March is National Nutrition Month, and the theme this year promoted by the Academy of Nutrition and Dietetics is “Savor the Flavor of Eating Right.” The Academy is a professional organization representing thousands of registered dietitian nutritionists, including me, and I like the message of this year’s theme. Here’s why the rhyming words are so important.

Savor” means enjoying something to the fullest. With food it’s that mmmmm factor – the moment where you sit back (maybe even put down your fork), and hold a delicious morsel on your taste buds for a few minutes. Savoring food is a great pleasure, but also (this may surprise you) a healthy eating strategy. When you savor food you are by definition eating “mindfully” – paying attention. And, when we eat mindfully we eat more slowly, and are more aware of when we’ve had enough.

However, there is no “savor” without “flavor.” In fact, one thing I frequently see is people who seem to think eating healthy means, almost by definition, giving up flavor. However, the key to eating healthy is enjoying food – healthier food – and it’s not hard to find healthy dishes you can love.

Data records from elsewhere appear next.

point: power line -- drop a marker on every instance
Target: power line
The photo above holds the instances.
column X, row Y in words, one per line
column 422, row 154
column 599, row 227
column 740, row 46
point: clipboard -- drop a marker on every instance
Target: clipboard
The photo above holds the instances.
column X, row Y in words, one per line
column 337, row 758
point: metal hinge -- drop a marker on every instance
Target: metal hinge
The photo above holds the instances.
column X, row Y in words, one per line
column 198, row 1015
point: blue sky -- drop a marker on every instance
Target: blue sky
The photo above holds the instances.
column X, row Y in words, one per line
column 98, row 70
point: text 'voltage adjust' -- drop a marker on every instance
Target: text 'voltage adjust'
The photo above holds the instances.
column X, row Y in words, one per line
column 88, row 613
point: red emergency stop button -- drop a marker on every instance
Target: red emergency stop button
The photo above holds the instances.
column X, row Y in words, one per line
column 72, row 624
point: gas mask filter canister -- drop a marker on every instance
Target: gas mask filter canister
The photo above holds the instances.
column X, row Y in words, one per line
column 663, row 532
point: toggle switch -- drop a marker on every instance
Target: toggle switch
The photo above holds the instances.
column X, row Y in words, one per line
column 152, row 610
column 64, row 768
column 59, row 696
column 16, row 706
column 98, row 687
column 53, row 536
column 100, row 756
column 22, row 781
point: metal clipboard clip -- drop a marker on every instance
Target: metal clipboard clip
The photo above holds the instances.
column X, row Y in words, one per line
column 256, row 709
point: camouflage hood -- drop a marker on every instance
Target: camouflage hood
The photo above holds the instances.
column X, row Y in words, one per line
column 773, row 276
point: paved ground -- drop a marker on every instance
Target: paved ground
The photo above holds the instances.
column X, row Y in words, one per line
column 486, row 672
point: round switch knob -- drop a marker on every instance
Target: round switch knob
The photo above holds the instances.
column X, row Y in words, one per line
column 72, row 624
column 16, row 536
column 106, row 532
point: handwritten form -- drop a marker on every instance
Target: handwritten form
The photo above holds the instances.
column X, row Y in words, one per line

I’ve been videotaping diabetes-friendly recipes developed by my registered dietitian nutritionist colleagues on my website for years, and here are some secrets I’ve picked up from them by sampling the dishes I’ve prepared:

  • Herbs and spices excite the taste buds, and enhance flavor – dill, basil rosemary, ginger, and cilantro are fresh – cumin, chili, mustard, bay leaf, oregano, and smoked paprika are zippy.
  • Citrus zest adds incredible freshness
  • Mushroom or low sodium broths add richness, and are savory
  • Onions, shallots, or garlic blends with the flavor of meat or fish in a unique way
  • Nuts are healthy, satisfying due to their fat content and add texture to your dish

The most important advice I can give you, however, is to simply refuse to accept dishes that aren’t both healthy and delicious. Find recipes that sound good, and try them – you’ll be surprised.